To be completely sure, you could re-run the same test with
just one of these enabled, but I'm rather sure that the TSC
is the root cause. I tried reproducing the problem locally
with your .config on a qemu/tcg emulation running on an
arm64 host, but this seems to run fine, including the
rcutorture tests.
Comparing my results with your log file, I see that your
crash happens while changing the clocksource:
Your dmesg:
[ 92.548514][ T1] hpet0: 3 comparators, 64-bit 100.000000 MHz counter
[ 721.016745][ C0] watchdog: BUG: soft lockup - CPU#0 stuck for 626s! [swapper:1]
My dmesg:
[ 1.154511][ T1] hpet0: 3 comparators, 64-bit 100.000000 MHz counter
[ 1.157896][ T1] clocksource: Switched to clocksource tsc-early
There are also clearly some differences between TCG and KVM in
the handling of TSC, e.g. I get this warning from qemu itself
for the SandyBridge CPU:
qemu-system-i386: warning: TCG doesn't support requested feature: CPUID.01H:ECX.tsc-deadline [bit 24]
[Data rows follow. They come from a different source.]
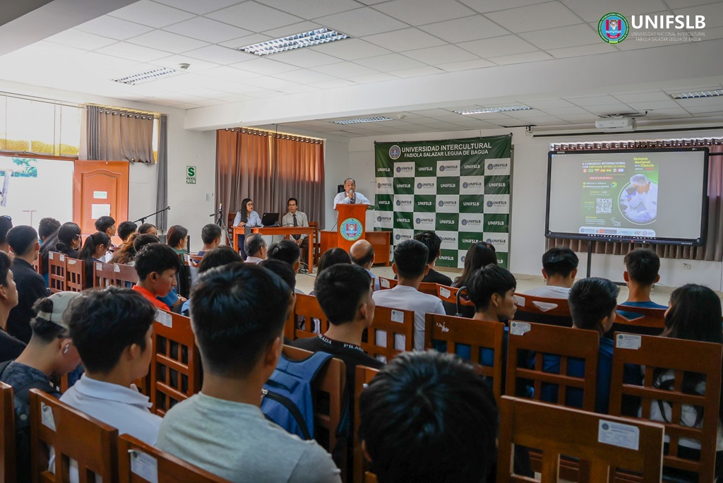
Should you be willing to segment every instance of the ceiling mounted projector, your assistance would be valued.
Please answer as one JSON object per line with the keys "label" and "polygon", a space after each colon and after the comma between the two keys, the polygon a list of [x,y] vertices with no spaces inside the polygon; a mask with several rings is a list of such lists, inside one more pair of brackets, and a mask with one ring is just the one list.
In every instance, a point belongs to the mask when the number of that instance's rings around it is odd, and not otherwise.
{"label": "ceiling mounted projector", "polygon": [[638,123],[632,117],[608,117],[595,121],[595,127],[605,132],[635,131]]}

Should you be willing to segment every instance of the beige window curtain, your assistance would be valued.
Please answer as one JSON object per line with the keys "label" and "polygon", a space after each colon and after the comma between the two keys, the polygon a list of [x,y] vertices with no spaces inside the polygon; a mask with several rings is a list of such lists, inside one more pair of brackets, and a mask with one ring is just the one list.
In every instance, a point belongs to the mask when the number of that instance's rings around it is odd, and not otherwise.
{"label": "beige window curtain", "polygon": [[86,105],[80,159],[153,163],[153,114]]}
{"label": "beige window curtain", "polygon": [[[710,154],[723,153],[723,139],[665,140],[614,142],[565,143],[552,145],[555,151],[581,151],[617,149],[661,149],[675,148],[708,148]],[[708,222],[706,243],[702,247],[650,244],[661,258],[723,261],[723,155],[711,155],[708,164]],[[568,247],[576,252],[587,252],[588,241],[547,239],[547,249]],[[644,246],[636,243],[609,241],[592,242],[593,253],[625,255],[630,250]]]}
{"label": "beige window curtain", "polygon": [[273,211],[286,212],[286,200],[299,200],[299,209],[324,226],[324,142],[309,137],[275,134]]}
{"label": "beige window curtain", "polygon": [[216,132],[216,196],[223,219],[244,198],[263,212],[286,211],[299,200],[310,221],[324,223],[324,142],[248,128]]}

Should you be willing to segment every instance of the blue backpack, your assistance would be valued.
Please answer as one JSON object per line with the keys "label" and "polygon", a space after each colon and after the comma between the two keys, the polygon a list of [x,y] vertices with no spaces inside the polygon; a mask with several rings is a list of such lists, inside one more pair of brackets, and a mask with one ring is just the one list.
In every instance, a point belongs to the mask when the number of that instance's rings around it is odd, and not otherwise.
{"label": "blue backpack", "polygon": [[303,440],[314,438],[312,383],[330,354],[316,352],[301,361],[281,354],[262,390],[261,411],[268,419]]}

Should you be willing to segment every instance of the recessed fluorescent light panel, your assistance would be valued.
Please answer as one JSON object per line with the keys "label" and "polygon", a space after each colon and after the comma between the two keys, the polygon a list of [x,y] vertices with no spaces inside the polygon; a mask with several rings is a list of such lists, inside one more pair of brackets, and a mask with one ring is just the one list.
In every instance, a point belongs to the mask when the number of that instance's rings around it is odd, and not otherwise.
{"label": "recessed fluorescent light panel", "polygon": [[357,117],[355,119],[342,119],[341,121],[332,121],[335,124],[359,124],[362,122],[379,122],[380,121],[391,121],[392,118],[383,116],[375,116],[374,117]]}
{"label": "recessed fluorescent light panel", "polygon": [[272,54],[291,51],[294,48],[312,47],[321,43],[341,40],[348,38],[349,36],[345,33],[339,33],[336,30],[330,30],[325,27],[317,30],[297,33],[288,37],[282,37],[281,38],[276,38],[273,40],[254,43],[252,46],[241,47],[239,50],[248,52],[249,54],[254,54],[257,56],[268,56]]}
{"label": "recessed fluorescent light panel", "polygon": [[697,93],[680,93],[680,94],[671,94],[673,99],[697,99],[698,98],[714,98],[723,95],[723,90],[701,90]]}
{"label": "recessed fluorescent light panel", "polygon": [[133,75],[121,77],[120,79],[114,79],[113,81],[120,82],[121,84],[128,84],[129,85],[137,85],[138,84],[145,84],[145,82],[166,79],[166,77],[172,77],[180,74],[185,74],[185,72],[176,70],[175,69],[168,69],[168,67],[160,67],[146,72],[134,74]]}
{"label": "recessed fluorescent light panel", "polygon": [[510,111],[529,111],[532,108],[524,104],[516,106],[501,106],[500,107],[478,107],[473,109],[460,109],[454,112],[458,114],[482,114],[487,112],[508,112]]}

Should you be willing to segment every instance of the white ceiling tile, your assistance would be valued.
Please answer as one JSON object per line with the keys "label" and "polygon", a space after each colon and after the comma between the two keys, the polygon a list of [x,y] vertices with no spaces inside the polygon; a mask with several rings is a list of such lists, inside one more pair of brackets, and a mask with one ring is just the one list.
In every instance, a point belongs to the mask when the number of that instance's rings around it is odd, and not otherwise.
{"label": "white ceiling tile", "polygon": [[108,37],[101,37],[82,30],[70,29],[61,32],[45,39],[47,42],[59,43],[69,47],[75,47],[86,51],[93,51],[100,47],[115,43],[118,40]]}
{"label": "white ceiling tile", "polygon": [[586,23],[526,32],[521,33],[520,37],[544,51],[600,42],[600,35]]}
{"label": "white ceiling tile", "polygon": [[274,60],[285,64],[291,64],[298,67],[316,67],[320,65],[335,64],[341,59],[328,56],[325,54],[312,51],[308,48],[296,48],[274,55]]}
{"label": "white ceiling tile", "polygon": [[562,0],[562,3],[586,22],[594,22],[596,24],[603,15],[610,12],[620,12],[630,20],[630,15],[651,14],[667,9],[661,0],[605,0],[604,2]]}
{"label": "white ceiling tile", "polygon": [[221,46],[208,46],[184,53],[189,57],[226,65],[253,59],[250,54]]}
{"label": "white ceiling tile", "polygon": [[181,9],[186,12],[203,15],[214,10],[223,9],[231,5],[244,1],[245,0],[155,0],[158,3],[166,4],[168,7]]}
{"label": "white ceiling tile", "polygon": [[262,33],[252,33],[250,35],[244,35],[239,38],[234,38],[232,40],[221,42],[218,45],[224,47],[228,47],[229,48],[240,48],[247,46],[252,46],[254,43],[261,43],[262,42],[271,40],[273,40],[273,37],[265,35]]}
{"label": "white ceiling tile", "polygon": [[354,0],[314,0],[314,1],[257,0],[257,1],[305,19],[337,14],[353,10],[359,7],[359,4]]}
{"label": "white ceiling tile", "polygon": [[315,82],[312,84],[315,87],[319,87],[320,89],[335,89],[336,87],[343,87],[347,85],[354,85],[354,82],[351,80],[346,80],[345,79],[334,79],[333,80],[325,80],[321,82]]}
{"label": "white ceiling tile", "polygon": [[231,67],[241,69],[249,72],[256,72],[263,75],[274,75],[281,72],[296,70],[296,67],[290,64],[277,62],[271,59],[254,59],[246,62],[232,64]]}
{"label": "white ceiling tile", "polygon": [[489,60],[495,62],[497,65],[508,65],[510,64],[522,64],[524,62],[536,62],[538,61],[550,60],[555,59],[547,52],[527,52],[526,54],[515,54],[511,56],[502,56],[501,57],[489,57]]}
{"label": "white ceiling tile", "polygon": [[614,46],[601,42],[600,43],[591,46],[576,46],[575,47],[552,48],[547,51],[547,54],[557,59],[564,59],[565,57],[579,57],[581,56],[591,56],[596,54],[607,54],[608,52],[617,51],[618,51]]}
{"label": "white ceiling tile", "polygon": [[524,54],[537,50],[536,47],[516,35],[503,35],[463,42],[458,46],[484,59]]}
{"label": "white ceiling tile", "polygon": [[[333,66],[338,66],[338,64],[334,64]],[[356,64],[352,64],[356,65]],[[325,66],[326,67],[330,67],[332,66]],[[362,69],[365,69],[365,67],[362,67]],[[325,80],[332,80],[335,77],[346,77],[343,75],[328,75],[326,74],[322,74],[321,72],[317,72],[319,68],[315,69],[314,70],[309,70],[309,69],[300,69],[299,70],[292,70],[290,72],[285,72],[283,74],[279,74],[279,77],[281,79],[286,79],[294,82],[298,82],[299,84],[313,84],[314,82],[322,82]],[[373,71],[372,71],[373,72]]]}
{"label": "white ceiling tile", "polygon": [[309,47],[309,48],[344,60],[356,60],[357,59],[392,54],[391,51],[359,38],[346,38],[318,47]]}
{"label": "white ceiling tile", "polygon": [[405,28],[401,30],[367,35],[364,40],[393,52],[434,47],[445,43],[444,40],[416,28]]}
{"label": "white ceiling tile", "polygon": [[516,33],[537,30],[541,26],[552,28],[582,22],[579,17],[558,1],[495,12],[487,14],[487,17]]}
{"label": "white ceiling tile", "polygon": [[[298,23],[303,20],[281,10],[257,4],[255,1],[247,1],[229,7],[227,9],[208,14],[206,17],[230,23],[252,32],[289,25]],[[260,28],[261,26],[262,28]],[[289,33],[295,33],[290,32]]]}
{"label": "white ceiling tile", "polygon": [[501,0],[461,0],[461,1],[480,13],[485,13],[545,3],[549,0],[504,0],[504,1]]}
{"label": "white ceiling tile", "polygon": [[469,51],[450,45],[408,51],[405,52],[404,55],[430,65],[451,62],[463,62],[478,59],[477,56]]}
{"label": "white ceiling tile", "polygon": [[466,61],[464,62],[452,62],[450,64],[442,64],[437,67],[448,72],[456,72],[461,70],[471,70],[473,69],[484,69],[484,67],[492,67],[497,65],[484,59],[473,61]]}
{"label": "white ceiling tile", "polygon": [[209,69],[215,69],[218,67],[218,64],[214,64],[213,62],[207,62],[205,61],[202,61],[199,59],[194,59],[192,57],[188,57],[184,55],[163,57],[163,59],[159,59],[158,60],[153,61],[153,64],[156,65],[163,66],[164,67],[169,67],[171,69],[179,69],[179,64],[189,64],[189,67],[188,68],[189,72],[198,72],[204,70],[208,70]]}
{"label": "white ceiling tile", "polygon": [[166,52],[181,54],[187,51],[200,48],[208,45],[208,43],[195,38],[184,37],[170,32],[154,30],[142,35],[129,38],[127,42],[139,46],[157,48]]}
{"label": "white ceiling tile", "polygon": [[333,75],[335,77],[341,77],[342,79],[379,74],[378,71],[354,62],[331,64],[330,65],[315,67],[314,70],[323,72],[325,74]]}
{"label": "white ceiling tile", "polygon": [[406,24],[369,7],[327,15],[316,19],[316,21],[352,37],[372,35],[408,27]]}
{"label": "white ceiling tile", "polygon": [[443,70],[437,69],[437,67],[425,66],[424,67],[416,67],[415,69],[395,70],[390,72],[390,74],[395,75],[398,77],[421,77],[424,75],[433,75],[435,74],[442,74],[443,72]]}
{"label": "white ceiling tile", "polygon": [[405,57],[399,54],[390,54],[389,55],[369,57],[369,59],[360,59],[356,61],[356,63],[370,69],[375,69],[382,72],[424,67],[424,64],[422,62]]}
{"label": "white ceiling tile", "polygon": [[189,20],[168,25],[163,30],[211,43],[219,43],[251,34],[249,30],[205,17],[194,17]]}
{"label": "white ceiling tile", "polygon": [[394,80],[398,77],[395,77],[389,74],[370,74],[369,75],[360,75],[359,77],[347,77],[348,80],[353,81],[358,84],[369,84],[371,82],[383,82],[385,80]]}
{"label": "white ceiling tile", "polygon": [[412,25],[423,25],[440,20],[448,20],[474,15],[476,12],[455,0],[435,0],[422,4],[419,0],[392,0],[377,5],[390,17]]}
{"label": "white ceiling tile", "polygon": [[160,28],[187,20],[193,14],[157,4],[150,0],[140,0],[108,14],[116,18]]}
{"label": "white ceiling tile", "polygon": [[142,46],[137,46],[134,43],[128,43],[127,42],[119,42],[112,46],[99,48],[95,51],[98,54],[129,59],[138,61],[139,62],[150,62],[158,59],[168,57],[171,55],[168,52],[143,47]]}
{"label": "white ceiling tile", "polygon": [[453,20],[438,22],[419,28],[453,43],[499,37],[510,33],[506,29],[500,27],[482,15],[473,15]]}

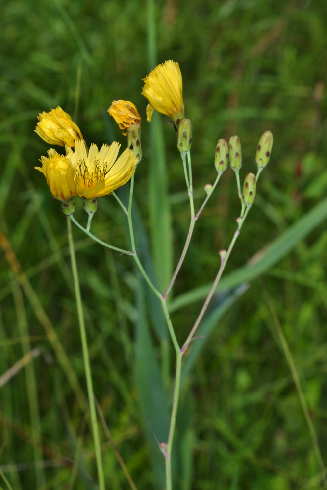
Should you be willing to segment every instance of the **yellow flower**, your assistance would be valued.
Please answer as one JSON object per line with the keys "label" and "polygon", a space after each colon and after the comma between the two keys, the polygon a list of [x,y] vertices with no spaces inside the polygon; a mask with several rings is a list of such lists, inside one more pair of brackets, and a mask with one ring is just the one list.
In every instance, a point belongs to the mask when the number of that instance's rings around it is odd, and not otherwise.
{"label": "yellow flower", "polygon": [[48,154],[48,158],[45,156],[41,157],[42,168],[35,168],[47,179],[47,183],[53,197],[65,202],[73,197],[76,192],[77,155],[71,151],[64,156],[52,148]]}
{"label": "yellow flower", "polygon": [[103,145],[99,151],[97,145],[92,144],[88,155],[84,141],[76,141],[77,196],[85,199],[101,197],[129,180],[138,160],[128,148],[116,160],[120,147],[120,144],[114,141],[110,146]]}
{"label": "yellow flower", "polygon": [[143,79],[142,95],[149,100],[147,119],[151,122],[155,109],[169,116],[174,123],[185,117],[183,81],[179,65],[170,60],[158,65]]}
{"label": "yellow flower", "polygon": [[68,145],[74,148],[76,140],[83,136],[78,126],[59,106],[50,112],[39,114],[35,132],[50,145]]}
{"label": "yellow flower", "polygon": [[[128,100],[114,100],[108,112],[118,124],[120,129],[125,129],[141,122],[141,116],[136,107]],[[126,136],[126,133],[123,134]]]}

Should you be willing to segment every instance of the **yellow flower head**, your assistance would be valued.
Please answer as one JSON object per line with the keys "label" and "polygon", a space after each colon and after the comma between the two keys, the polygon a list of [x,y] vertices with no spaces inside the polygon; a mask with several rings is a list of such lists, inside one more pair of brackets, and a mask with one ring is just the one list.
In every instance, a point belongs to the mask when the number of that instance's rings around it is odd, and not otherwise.
{"label": "yellow flower head", "polygon": [[158,65],[143,79],[142,95],[149,100],[147,119],[151,122],[155,109],[172,118],[174,123],[185,117],[183,81],[179,65],[170,60]]}
{"label": "yellow flower head", "polygon": [[93,199],[110,194],[127,182],[134,173],[138,159],[128,148],[117,159],[120,144],[116,141],[103,145],[99,151],[96,145],[90,147],[88,154],[83,140],[76,140],[76,194],[80,197]]}
{"label": "yellow flower head", "polygon": [[72,151],[66,156],[59,155],[51,148],[49,158],[41,156],[42,168],[35,168],[47,179],[50,192],[59,201],[65,202],[75,195],[76,191],[76,161],[77,155]]}
{"label": "yellow flower head", "polygon": [[83,138],[78,126],[59,106],[50,112],[39,114],[38,119],[35,132],[50,145],[64,147],[66,144],[74,148],[75,141]]}
{"label": "yellow flower head", "polygon": [[[108,112],[118,124],[120,129],[125,129],[141,122],[141,116],[136,107],[128,100],[114,100]],[[126,133],[123,134],[126,136]]]}

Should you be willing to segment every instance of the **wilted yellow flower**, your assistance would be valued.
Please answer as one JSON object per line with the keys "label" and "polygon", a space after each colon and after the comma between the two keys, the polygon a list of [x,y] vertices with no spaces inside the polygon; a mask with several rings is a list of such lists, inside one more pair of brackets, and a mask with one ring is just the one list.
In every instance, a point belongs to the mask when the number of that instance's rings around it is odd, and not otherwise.
{"label": "wilted yellow flower", "polygon": [[137,159],[127,148],[116,160],[120,144],[103,145],[100,151],[96,145],[90,147],[88,154],[83,140],[76,140],[76,194],[80,197],[93,199],[110,194],[127,182],[135,172]]}
{"label": "wilted yellow flower", "polygon": [[120,129],[127,129],[123,134],[127,135],[127,147],[137,158],[142,160],[141,148],[141,116],[136,107],[128,100],[114,100],[108,109]]}
{"label": "wilted yellow flower", "polygon": [[[141,116],[136,107],[128,100],[114,100],[108,112],[118,124],[120,129],[125,129],[141,122]],[[126,136],[127,133],[123,134]]]}
{"label": "wilted yellow flower", "polygon": [[185,117],[183,81],[179,65],[172,60],[165,61],[143,79],[142,95],[149,100],[147,118],[151,122],[155,109],[172,118],[174,123]]}
{"label": "wilted yellow flower", "polygon": [[74,148],[75,141],[83,138],[78,126],[59,106],[50,112],[39,114],[38,119],[35,132],[50,145],[64,147],[66,144]]}
{"label": "wilted yellow flower", "polygon": [[36,167],[47,179],[50,192],[55,199],[63,202],[75,195],[77,154],[71,151],[66,156],[51,148],[49,158],[41,156],[42,168]]}

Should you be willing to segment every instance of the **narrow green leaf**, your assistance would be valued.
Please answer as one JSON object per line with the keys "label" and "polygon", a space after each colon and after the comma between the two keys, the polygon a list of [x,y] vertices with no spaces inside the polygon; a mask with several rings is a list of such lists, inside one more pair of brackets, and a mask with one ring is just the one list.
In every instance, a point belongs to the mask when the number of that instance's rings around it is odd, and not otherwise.
{"label": "narrow green leaf", "polygon": [[187,381],[187,377],[193,368],[198,357],[202,352],[209,336],[217,326],[218,322],[224,316],[227,310],[238,299],[239,297],[247,290],[248,286],[242,284],[233,293],[227,294],[222,293],[218,299],[218,304],[212,308],[200,324],[196,337],[202,336],[204,338],[195,339],[192,341],[189,348],[190,352],[188,354],[182,369],[180,381],[181,389],[182,389]]}
{"label": "narrow green leaf", "polygon": [[143,279],[139,278],[136,291],[138,318],[135,323],[134,372],[142,422],[150,444],[150,452],[159,488],[165,488],[164,458],[148,421],[159,442],[167,441],[169,430],[168,404],[158,360],[145,311]]}
{"label": "narrow green leaf", "polygon": [[159,290],[163,292],[173,273],[173,236],[163,129],[160,118],[159,114],[154,113],[150,125],[149,210],[156,277]]}
{"label": "narrow green leaf", "polygon": [[[249,263],[235,272],[223,277],[216,292],[234,288],[247,281],[251,281],[266,272],[288,252],[327,218],[327,198],[298,220],[294,224],[270,245],[256,254]],[[242,240],[242,235],[239,239]],[[206,297],[211,284],[205,284],[186,293],[173,300],[170,305],[171,312]]]}

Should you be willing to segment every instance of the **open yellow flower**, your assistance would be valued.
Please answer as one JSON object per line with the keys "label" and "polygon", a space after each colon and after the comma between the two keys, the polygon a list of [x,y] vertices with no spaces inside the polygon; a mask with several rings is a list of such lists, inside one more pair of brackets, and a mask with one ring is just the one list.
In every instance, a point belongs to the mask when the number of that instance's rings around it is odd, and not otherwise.
{"label": "open yellow flower", "polygon": [[65,202],[73,197],[76,192],[76,163],[77,154],[71,151],[66,156],[59,155],[51,148],[48,158],[41,156],[42,168],[36,167],[47,179],[47,183],[53,197]]}
{"label": "open yellow flower", "polygon": [[120,144],[114,141],[103,145],[99,151],[96,145],[90,147],[88,154],[83,140],[76,140],[76,194],[80,197],[93,199],[110,194],[124,185],[134,173],[137,159],[128,148],[117,159]]}
{"label": "open yellow flower", "polygon": [[[141,116],[136,107],[128,100],[114,100],[108,112],[118,124],[120,129],[125,129],[141,123]],[[126,136],[126,133],[123,134]]]}
{"label": "open yellow flower", "polygon": [[158,65],[143,79],[142,95],[150,103],[147,118],[151,122],[155,109],[172,118],[174,123],[185,117],[183,102],[183,81],[179,65],[170,60]]}
{"label": "open yellow flower", "polygon": [[83,136],[77,124],[61,107],[52,109],[50,112],[39,114],[35,132],[50,145],[68,145],[74,148],[76,140]]}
I tried a few other variations, including KVM on an x86 laptop
(using kvmclock or tsc-early clocksource), but none of them failed
the way yours did.
Arnd
hi, Arnd,
On Thu, Apr 24, 2025 at 09:59:38AM +0200, Arnd Bergmann wrote:
> On Thu, Apr 24, 2025, at 04:12, Oliver Sang wrote:
> > On Tue, Apr 22, 2025 at 12:16:33PM +0200, Arnd Bergmann wrote:
>
> Cc: x86 and timekeeping maintainers, see
> https://lore.kernel.org/lkml/202504211553.3ba9400-lkp@intel.com/
> for the thread so far.
>
> >> > [ 721.016779][ C0] hardirqs last disabled at (159506):
> >> > sysvec_apic_timer_interrupt (arch/x86/kernel/apic/apic.c:1049)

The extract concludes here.